In both word and deed, the late Helen Diller supported this axiom. It is also the principle and philosophy that continue to guide the Diller family’s philanthropy.
A native San Franciscan, Helen partnered with her husband, real estate developer Sanford Diller, in more ways than one. From the time of their meeting as fellow undergraduates at the University of California, Berkeley, and throughout a marriage that boasted more than 60 years, the like-minded Dillers made extraordinary and far-reaching philanthropy an enduring part of their lives.
With thanks to the largesse of the Helen Diller Family Foundation (which was established in 1997, focusing on education, science, Jewish youth, and the arts), the lives of all generations have been influenced and impacted, as have programs and institutions in the Bay Area and around the world.
Just some of the Bay Area’s most significant projects include: the Helen Diller Family Comprehensive Cancer Center at UCSF’s Mission Bay campus, which specializes in leading-edge research to detect, treat, and prevent cancer. There is the entry courtyard of the de Young Museum in Golden Gate Park and galleries at the new San Francisco Museum of Modern Art. The departments of Jewish Studies at UC Berkeley and UC Santa Cruz received substantial endowment support. An international Diller Teen Fellows leadership program presently operates in 32 communities in the United States, Canada, Australia, South Africa, Israel, and Argentina. Children and families are served through the creation of the Helen Diller Playground at Dolores Park, Helen Diller Play Area at Julius Kahn Park, and (currently in process) the Helen Diller Civic Center Playgrounds.
And now, playing off a major focus on places and spaces that promote the greening of the environment, sustainability, and avenues for people across generations to interact have informed the Diller family’s significant $3 million grant to the Jewish Home.

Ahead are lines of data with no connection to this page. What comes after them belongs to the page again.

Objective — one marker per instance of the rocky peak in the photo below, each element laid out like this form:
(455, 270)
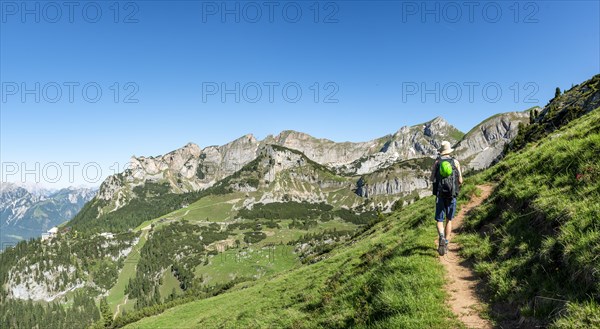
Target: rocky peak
(482, 146)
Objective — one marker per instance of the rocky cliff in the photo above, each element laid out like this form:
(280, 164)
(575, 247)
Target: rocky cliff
(482, 146)
(192, 168)
(25, 214)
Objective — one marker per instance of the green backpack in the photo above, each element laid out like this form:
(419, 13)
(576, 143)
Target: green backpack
(446, 178)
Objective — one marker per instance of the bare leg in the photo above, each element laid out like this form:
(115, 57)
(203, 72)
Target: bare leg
(448, 229)
(440, 227)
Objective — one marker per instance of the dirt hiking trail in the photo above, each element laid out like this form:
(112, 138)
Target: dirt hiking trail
(460, 280)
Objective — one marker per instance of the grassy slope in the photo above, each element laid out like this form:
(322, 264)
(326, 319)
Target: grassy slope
(116, 294)
(389, 276)
(537, 240)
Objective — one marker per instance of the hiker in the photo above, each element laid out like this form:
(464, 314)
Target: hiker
(446, 177)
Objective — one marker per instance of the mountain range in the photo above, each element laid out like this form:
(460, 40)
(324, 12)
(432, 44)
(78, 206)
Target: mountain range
(297, 231)
(191, 168)
(27, 212)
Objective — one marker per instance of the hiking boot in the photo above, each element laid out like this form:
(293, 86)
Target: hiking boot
(442, 246)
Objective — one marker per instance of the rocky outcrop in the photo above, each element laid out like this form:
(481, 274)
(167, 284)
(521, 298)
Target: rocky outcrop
(484, 144)
(402, 178)
(407, 143)
(192, 168)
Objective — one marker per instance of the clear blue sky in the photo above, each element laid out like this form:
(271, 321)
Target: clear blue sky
(375, 57)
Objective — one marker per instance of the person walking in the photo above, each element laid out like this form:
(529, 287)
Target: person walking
(446, 178)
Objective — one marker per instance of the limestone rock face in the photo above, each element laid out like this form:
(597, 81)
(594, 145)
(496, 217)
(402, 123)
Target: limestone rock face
(191, 168)
(482, 146)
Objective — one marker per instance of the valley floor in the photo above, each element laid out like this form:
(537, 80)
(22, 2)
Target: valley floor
(390, 276)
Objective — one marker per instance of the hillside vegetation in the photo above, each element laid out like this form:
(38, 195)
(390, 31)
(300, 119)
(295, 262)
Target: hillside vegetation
(537, 240)
(388, 276)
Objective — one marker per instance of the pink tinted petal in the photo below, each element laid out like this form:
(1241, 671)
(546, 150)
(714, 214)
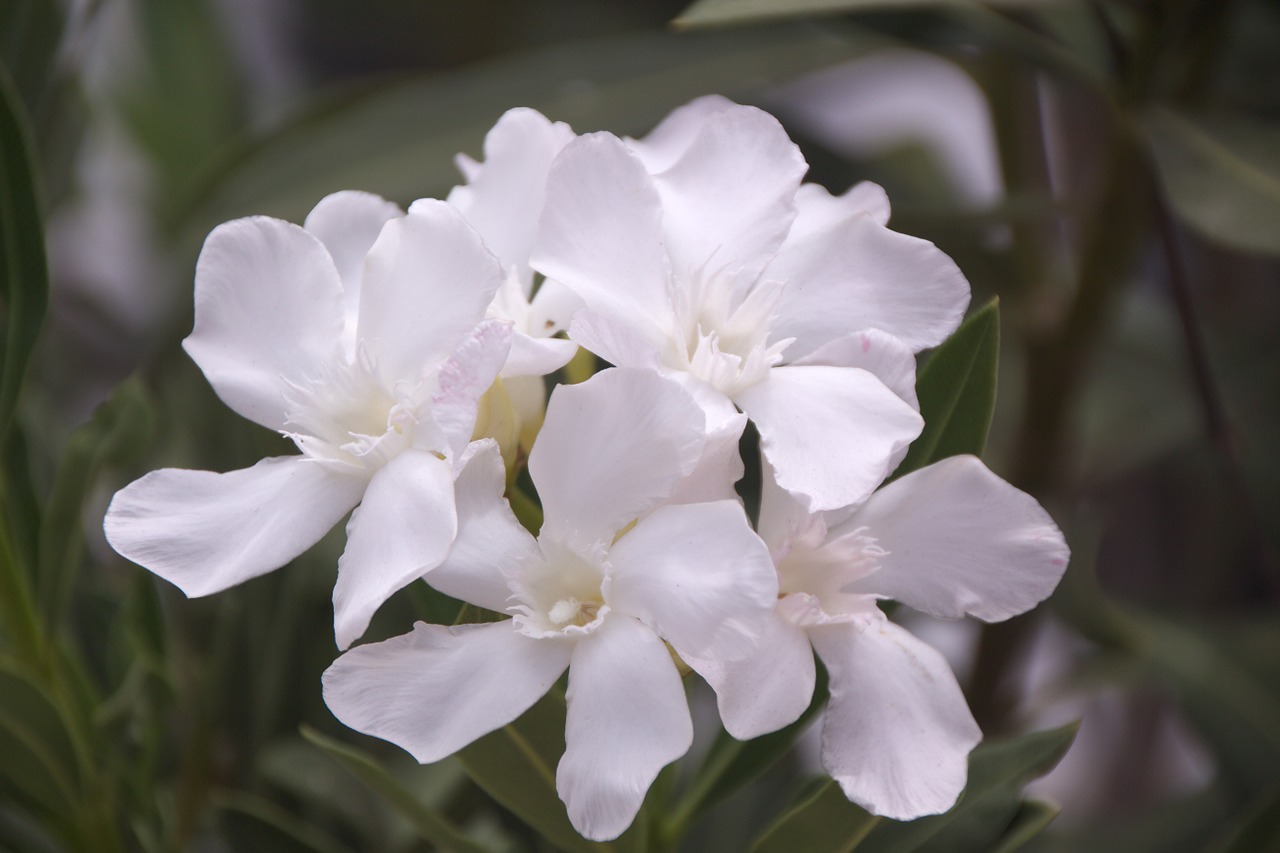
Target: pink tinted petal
(268, 313)
(858, 274)
(612, 448)
(437, 689)
(897, 730)
(698, 575)
(832, 434)
(627, 719)
(205, 532)
(490, 541)
(428, 282)
(602, 233)
(961, 541)
(401, 530)
(728, 200)
(766, 690)
(880, 352)
(503, 196)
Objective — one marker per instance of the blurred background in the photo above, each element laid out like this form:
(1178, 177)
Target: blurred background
(1109, 169)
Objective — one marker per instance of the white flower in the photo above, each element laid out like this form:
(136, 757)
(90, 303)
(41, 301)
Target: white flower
(691, 259)
(362, 338)
(615, 574)
(950, 539)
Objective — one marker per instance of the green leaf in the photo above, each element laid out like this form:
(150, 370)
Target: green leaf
(713, 13)
(958, 392)
(822, 821)
(1221, 176)
(429, 825)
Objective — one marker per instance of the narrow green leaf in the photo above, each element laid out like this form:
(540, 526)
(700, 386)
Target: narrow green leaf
(822, 821)
(958, 392)
(429, 825)
(1031, 820)
(716, 13)
(1221, 176)
(23, 272)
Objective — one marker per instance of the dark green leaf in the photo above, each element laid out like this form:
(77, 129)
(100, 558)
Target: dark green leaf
(958, 392)
(822, 821)
(429, 825)
(1221, 176)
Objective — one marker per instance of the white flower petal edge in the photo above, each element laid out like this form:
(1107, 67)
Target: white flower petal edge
(205, 532)
(437, 689)
(627, 719)
(960, 541)
(897, 730)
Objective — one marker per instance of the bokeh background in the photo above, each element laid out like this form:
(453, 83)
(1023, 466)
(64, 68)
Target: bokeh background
(1109, 169)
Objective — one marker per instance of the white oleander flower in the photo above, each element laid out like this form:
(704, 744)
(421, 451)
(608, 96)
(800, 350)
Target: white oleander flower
(950, 539)
(616, 574)
(361, 337)
(698, 252)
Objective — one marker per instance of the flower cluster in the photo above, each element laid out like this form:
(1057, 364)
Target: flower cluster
(721, 288)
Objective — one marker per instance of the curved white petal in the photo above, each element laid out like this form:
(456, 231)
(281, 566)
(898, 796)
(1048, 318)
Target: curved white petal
(627, 719)
(961, 541)
(437, 689)
(462, 381)
(769, 688)
(490, 542)
(728, 200)
(205, 532)
(503, 196)
(880, 352)
(348, 223)
(858, 274)
(428, 282)
(612, 448)
(832, 434)
(602, 233)
(268, 313)
(818, 208)
(897, 730)
(698, 575)
(664, 144)
(401, 530)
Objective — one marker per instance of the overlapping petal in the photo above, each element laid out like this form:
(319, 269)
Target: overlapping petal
(437, 689)
(897, 730)
(961, 541)
(627, 719)
(205, 532)
(268, 310)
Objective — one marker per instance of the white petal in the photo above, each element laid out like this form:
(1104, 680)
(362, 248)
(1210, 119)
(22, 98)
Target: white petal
(612, 448)
(663, 145)
(728, 200)
(627, 719)
(268, 313)
(428, 282)
(504, 194)
(832, 434)
(897, 730)
(698, 575)
(961, 541)
(402, 529)
(205, 532)
(768, 689)
(437, 689)
(462, 381)
(348, 223)
(818, 208)
(490, 541)
(602, 233)
(858, 274)
(880, 352)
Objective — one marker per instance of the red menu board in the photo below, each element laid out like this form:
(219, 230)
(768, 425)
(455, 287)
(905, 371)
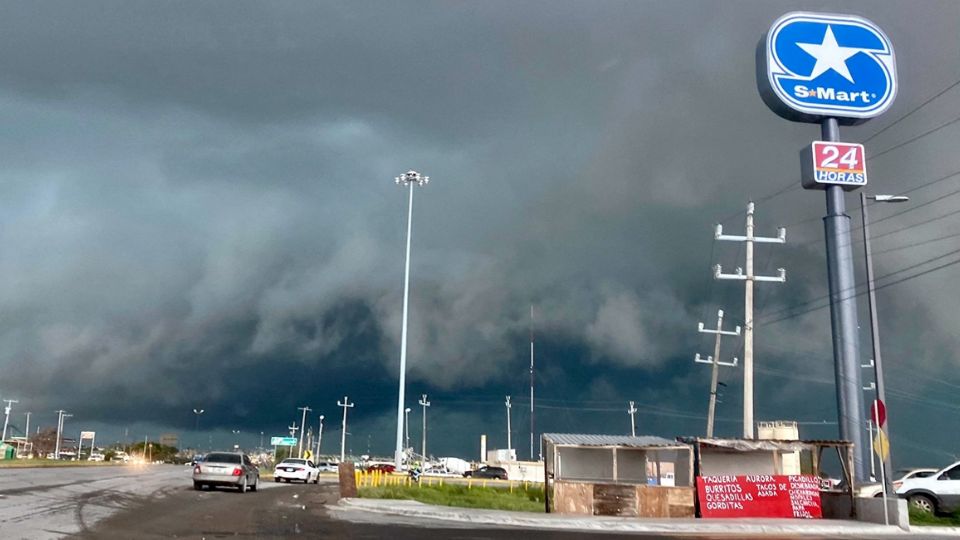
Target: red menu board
(759, 496)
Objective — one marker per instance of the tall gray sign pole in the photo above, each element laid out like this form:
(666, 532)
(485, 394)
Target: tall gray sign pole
(843, 317)
(832, 69)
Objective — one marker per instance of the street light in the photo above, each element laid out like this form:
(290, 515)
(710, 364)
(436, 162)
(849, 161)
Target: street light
(874, 328)
(319, 437)
(407, 179)
(406, 422)
(196, 426)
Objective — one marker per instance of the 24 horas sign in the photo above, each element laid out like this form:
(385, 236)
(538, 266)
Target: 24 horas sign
(780, 496)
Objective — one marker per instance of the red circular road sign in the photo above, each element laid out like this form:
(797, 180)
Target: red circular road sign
(878, 413)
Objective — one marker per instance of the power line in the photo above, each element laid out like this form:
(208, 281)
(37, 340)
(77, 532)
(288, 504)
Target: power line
(877, 288)
(916, 137)
(915, 109)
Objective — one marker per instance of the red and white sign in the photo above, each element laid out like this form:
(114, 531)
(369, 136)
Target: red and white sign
(833, 163)
(780, 496)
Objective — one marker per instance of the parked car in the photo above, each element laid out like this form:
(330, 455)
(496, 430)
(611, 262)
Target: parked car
(327, 466)
(488, 472)
(873, 488)
(301, 470)
(939, 492)
(232, 469)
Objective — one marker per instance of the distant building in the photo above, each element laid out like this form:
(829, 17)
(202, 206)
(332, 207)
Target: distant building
(170, 439)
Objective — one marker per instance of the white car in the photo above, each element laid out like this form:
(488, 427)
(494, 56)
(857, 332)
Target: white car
(873, 488)
(939, 492)
(293, 469)
(327, 466)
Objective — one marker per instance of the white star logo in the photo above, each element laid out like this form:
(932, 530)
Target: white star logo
(829, 55)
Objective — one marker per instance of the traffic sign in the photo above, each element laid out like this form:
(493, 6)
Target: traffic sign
(812, 66)
(283, 441)
(881, 444)
(826, 163)
(878, 413)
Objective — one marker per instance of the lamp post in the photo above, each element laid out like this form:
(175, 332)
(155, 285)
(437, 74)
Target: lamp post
(874, 327)
(406, 426)
(408, 180)
(196, 425)
(319, 436)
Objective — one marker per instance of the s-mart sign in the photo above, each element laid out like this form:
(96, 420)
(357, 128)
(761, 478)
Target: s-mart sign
(826, 163)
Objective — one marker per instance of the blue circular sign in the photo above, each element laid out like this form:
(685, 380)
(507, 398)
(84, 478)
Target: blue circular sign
(815, 65)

In an area that is predominately urban, the trees on the Jewish Home’s campus stand tall and the flora lush. This landscape will be made even more abundant and beautiful, and vibrant with life and activity, when the Helen Diller Family Foundation’s gift enhances the Jewish Home’s redevelopment of its campus with the addition of two parkettes, and helps spruce up the space that currently surrounds the Home’s café courtyard park and fountain.
Jackie Safier, the Diller’s daughter, notes that, as real estate developers, she and her family are well aware of how people’s surroundings and connection to the landscape affect their sense of well-being. The Jewish Home’s new vision of delivering services to Jewish seniors in a holistic, attractive environment will help the quality of the lives of all who are served and work at the facility, she observes.
“As new supporters to our campaign, the Diller’s gift is so inspiring,” says David Friedman, chair of the fundraising campaign for the Jewish Home’s redevelopment project. “I’m very pleased the Helen Diller Family Foundation is endorsing the important work we do, and gratified that the Diller family believes the Jewish Home’s project and programs are worthy of their support.”